Medici: Masters of Florence, Season One (2017)
Reviewer: Charity Bishop
Even though this series has good production values, a decent cast, and focuses on a rarely explored period, it misses the spark necessary for truly memorable drama.
The Medici family patriarch, Giovanni (Dustin Hoffman) is dead, leaving his eldest son, Cosimo (Richard Madden), to manage the Medici banks and discover the true identity of the individual responsible. Giovanni's death leaves the Medicis vulnurable, for it enables their enemies to make drastic moves against them in the Florentine Council. While Cosimo and Lorenzo (Stuart Martin) take drastic steps to ensure an alliance with Rome, Cosimo's wife Contessina (Annabel Scholey) works to regain favor among their Florentine friends, as well as to promote the interests of her eldest son.
Flash back a decade, to Giovanni's trip abroad to form a banking alliance. Cosimo pursues the life of an artist, desiring the freedom it entails, as well as falls in love... but destiny pulls him elsewhere.

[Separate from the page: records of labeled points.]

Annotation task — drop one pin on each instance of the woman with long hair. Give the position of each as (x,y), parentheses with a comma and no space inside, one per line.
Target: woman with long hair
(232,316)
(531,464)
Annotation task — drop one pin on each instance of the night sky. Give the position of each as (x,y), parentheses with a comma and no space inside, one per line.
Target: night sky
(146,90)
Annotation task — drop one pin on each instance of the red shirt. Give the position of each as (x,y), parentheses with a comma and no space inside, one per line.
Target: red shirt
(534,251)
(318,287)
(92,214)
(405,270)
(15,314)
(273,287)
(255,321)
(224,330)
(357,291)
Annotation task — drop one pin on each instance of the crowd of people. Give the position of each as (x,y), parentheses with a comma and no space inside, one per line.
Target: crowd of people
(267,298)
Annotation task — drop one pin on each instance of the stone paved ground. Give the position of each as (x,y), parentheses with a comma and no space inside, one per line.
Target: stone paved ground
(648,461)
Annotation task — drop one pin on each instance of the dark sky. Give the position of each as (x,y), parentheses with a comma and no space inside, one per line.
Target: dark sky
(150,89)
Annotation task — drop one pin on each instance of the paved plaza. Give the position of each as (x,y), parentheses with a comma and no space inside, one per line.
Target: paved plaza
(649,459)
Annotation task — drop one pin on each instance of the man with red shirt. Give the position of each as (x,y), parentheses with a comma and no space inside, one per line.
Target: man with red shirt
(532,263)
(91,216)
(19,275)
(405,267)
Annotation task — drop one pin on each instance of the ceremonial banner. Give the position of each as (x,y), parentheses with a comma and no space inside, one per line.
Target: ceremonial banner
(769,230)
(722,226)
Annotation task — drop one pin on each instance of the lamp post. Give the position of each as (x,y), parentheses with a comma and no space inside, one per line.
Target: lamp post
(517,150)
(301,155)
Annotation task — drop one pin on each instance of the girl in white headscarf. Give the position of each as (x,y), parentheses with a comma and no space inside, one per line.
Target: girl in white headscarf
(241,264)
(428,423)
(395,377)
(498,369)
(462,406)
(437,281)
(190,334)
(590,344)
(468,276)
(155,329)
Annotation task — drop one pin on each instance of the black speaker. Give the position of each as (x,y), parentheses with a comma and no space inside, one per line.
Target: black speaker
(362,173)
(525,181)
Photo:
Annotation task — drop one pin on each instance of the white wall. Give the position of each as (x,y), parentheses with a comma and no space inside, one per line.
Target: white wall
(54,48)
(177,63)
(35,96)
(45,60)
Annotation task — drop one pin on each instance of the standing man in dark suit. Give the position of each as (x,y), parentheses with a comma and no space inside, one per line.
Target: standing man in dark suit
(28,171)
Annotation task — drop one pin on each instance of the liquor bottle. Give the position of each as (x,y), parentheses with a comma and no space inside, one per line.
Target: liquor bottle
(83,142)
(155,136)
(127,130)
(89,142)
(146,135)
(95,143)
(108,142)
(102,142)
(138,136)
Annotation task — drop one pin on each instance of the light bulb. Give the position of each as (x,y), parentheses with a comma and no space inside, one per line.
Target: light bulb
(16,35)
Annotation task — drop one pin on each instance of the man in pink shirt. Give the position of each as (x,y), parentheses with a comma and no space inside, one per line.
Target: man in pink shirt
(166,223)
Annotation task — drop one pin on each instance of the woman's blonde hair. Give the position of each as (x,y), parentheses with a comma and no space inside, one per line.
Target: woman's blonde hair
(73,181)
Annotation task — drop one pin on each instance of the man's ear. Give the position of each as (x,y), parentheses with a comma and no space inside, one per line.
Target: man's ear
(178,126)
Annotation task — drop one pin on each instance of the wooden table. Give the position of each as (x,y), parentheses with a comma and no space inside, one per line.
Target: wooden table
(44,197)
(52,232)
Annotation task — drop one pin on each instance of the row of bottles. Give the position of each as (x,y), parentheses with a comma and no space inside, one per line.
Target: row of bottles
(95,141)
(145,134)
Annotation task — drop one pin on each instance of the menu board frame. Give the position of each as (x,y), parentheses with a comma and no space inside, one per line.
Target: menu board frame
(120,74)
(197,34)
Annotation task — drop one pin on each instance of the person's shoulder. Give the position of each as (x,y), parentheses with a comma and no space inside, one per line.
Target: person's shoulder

The Medicis have seen a recent surge in public interest, with various members of the family over different decades turning up in costume dramas; for anyone familiar with Florence's history, this series is fun, because you're bound to recognize most of the major players' names (since the same several families fought one another in political circles for centuries). The history is sometimes creative, the mystery of who murdered Giovanni an over-reaching arc as they explore the family's banishment, financial advancements, attacks of the plague, political betrayal, and marital troubles (eventually, we do find out the truth).
Since it's such a great topic, the series should work better than it does -- and maybe it will, for other viewers; I found some episodes very engaging and others less so, with the standout character being Contessina, a woman of deep emotional intensity, often hurt by her husband's indifference, but intelligent and able to win others to his side. One episode sharply contrasts their different moral approaches, when each faces sexual temptation while separated; one remains faithful, the other does not. It explores themes of artistic advancement during the period, slavery and female ownership, and touches on church corruption. Yet, for me, despite the costumes (inaccurate but attractive) it isn't that memorable.
A half dozen graphic sex scenes, some of them involving nudity; adulterous encounters; several instances of full-frontal female nudity; all the leading ladies bare their breasts before the end; two men are discovered in bed together; out-of-wedlock pregnancy.
Occasional profanities and abuses of deity.
A man dies of poisoning; others are stabbed through the chest; mob violence; sometimes bloody or grisley.
Church politics reveal the corruption and immorality of the present Pope.